Enable/document disabling federation by default on room creation

[tadzik]

The background:

A common support request for Synapse (easy to observe on Matrix HQ), is users coming in asking how to disable the federation on their homeserver. This is often identified as an XY problem with alternative solutions being proposed, though these solutions usually boil down to evangelism explaining why you shouldn't do that. I do, however, believe, that there are valid usecases for a “walled off” Matrix server, and the current settings/docs fail to fill that niche, resulting in “disable the federation” being the most attractive option.

The problem:

Say you have a Matrix server where you really don't want any conversations to leak out to other HSes, including the metadata (so e2ee doesn't currently solve this problem). What are your options?

You could make sure that each time you create a room (in Element), you remember to click the Advanced button and check the “Block users on other matrix homeservers from joining this room” option. Even if you remember to do it every time, and educate your users to do the same, expecting them (and yourself) to actually remember to do that each time is optimistic at least, and horrible security at worst.
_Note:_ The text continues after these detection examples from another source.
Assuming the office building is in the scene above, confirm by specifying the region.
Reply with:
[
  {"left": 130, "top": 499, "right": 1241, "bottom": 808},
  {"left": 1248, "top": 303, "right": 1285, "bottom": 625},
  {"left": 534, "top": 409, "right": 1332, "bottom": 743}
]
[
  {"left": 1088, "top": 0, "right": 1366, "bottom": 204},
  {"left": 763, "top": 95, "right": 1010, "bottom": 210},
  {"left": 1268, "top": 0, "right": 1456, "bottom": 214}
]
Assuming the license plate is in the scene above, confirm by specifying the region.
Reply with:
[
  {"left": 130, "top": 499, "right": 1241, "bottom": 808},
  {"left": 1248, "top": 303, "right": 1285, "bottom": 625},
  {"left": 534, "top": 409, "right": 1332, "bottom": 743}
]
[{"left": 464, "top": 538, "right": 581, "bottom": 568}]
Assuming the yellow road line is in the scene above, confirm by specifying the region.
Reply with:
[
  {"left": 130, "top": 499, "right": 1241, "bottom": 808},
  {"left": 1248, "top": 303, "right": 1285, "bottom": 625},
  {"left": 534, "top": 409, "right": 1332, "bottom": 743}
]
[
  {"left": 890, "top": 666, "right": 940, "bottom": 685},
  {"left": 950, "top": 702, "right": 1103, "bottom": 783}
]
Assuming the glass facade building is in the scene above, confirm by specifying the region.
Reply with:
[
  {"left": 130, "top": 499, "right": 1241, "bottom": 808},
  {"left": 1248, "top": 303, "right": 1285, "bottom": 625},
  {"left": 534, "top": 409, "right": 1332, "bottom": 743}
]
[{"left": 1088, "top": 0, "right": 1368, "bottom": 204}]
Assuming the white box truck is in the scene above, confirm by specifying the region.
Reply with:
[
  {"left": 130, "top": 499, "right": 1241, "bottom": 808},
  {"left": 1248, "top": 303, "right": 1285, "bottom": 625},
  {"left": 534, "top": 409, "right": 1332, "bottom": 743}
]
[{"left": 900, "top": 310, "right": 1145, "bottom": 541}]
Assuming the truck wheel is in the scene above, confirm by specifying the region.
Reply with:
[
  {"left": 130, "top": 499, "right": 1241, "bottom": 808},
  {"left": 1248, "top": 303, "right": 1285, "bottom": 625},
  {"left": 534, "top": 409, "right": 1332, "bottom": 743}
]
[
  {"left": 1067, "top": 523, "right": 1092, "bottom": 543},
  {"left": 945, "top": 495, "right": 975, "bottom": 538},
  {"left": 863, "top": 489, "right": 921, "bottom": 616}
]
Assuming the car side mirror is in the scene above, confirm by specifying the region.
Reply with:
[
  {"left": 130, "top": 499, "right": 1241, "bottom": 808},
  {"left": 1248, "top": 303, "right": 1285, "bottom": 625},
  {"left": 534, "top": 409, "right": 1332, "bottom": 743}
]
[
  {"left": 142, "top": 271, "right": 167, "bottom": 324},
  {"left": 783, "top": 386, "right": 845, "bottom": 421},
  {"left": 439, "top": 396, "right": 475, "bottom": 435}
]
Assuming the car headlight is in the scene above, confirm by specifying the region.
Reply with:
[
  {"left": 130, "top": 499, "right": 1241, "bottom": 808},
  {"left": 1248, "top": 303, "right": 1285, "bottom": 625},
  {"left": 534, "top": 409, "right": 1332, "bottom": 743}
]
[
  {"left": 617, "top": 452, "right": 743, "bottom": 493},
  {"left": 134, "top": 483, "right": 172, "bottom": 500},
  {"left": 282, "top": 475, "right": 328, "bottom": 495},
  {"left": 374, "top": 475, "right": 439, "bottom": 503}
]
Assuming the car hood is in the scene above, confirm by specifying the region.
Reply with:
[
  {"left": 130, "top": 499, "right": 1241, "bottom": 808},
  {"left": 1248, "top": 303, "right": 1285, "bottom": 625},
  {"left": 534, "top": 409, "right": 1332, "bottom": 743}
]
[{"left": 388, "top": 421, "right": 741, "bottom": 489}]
Understandably not acceptable for some.

The only other (seemingly?) available option is disabling federation globally in the Synapse config. Easy to do and foolproof, so no wonder people opt for it. It's something we'd rather avoid though, since a completely walled of Matrix server is kind of missing the point of it all :)

So to have the cake and eat it too:

The solution?:

Provide a way to make rooms non-federated by default, configurable as easily (or easier) than disabling federation is now. Document its behaviour (and the difference between that option and disabling federation completely), so that users looking for extra security are less tempted to go for the nuclear option.

In practice, setting that option would set you up with a homeserver that can communicate with others, but no one's allowed to join the rooms created on that homeserver – making you, essentially, a “leech” on the broader Matrix ecosystem. This may be seen as a downside, but since the only (seemingly?) current solution is cutting your ties entirely, it does seem like a preferable outcome anyway.

[aperezdc]

There was an earlier attempt at implementing something like this in PR #2199 (plus matrix-org/matrix-react-sdk#868 and element-hq/element-web#3849 for the user interface part), so one option could be to bring those PRs up to date and continue from there 🤔

[callahad]

One challenge is that rooms cannot transition from unfederated to federated after creation, so there are some significant UX challenges around this feature. Including coordinating with how clients would present the option.

We'd be happy to consider pull requests, but suspect this may turn into a bit of a deceptively thorny issue.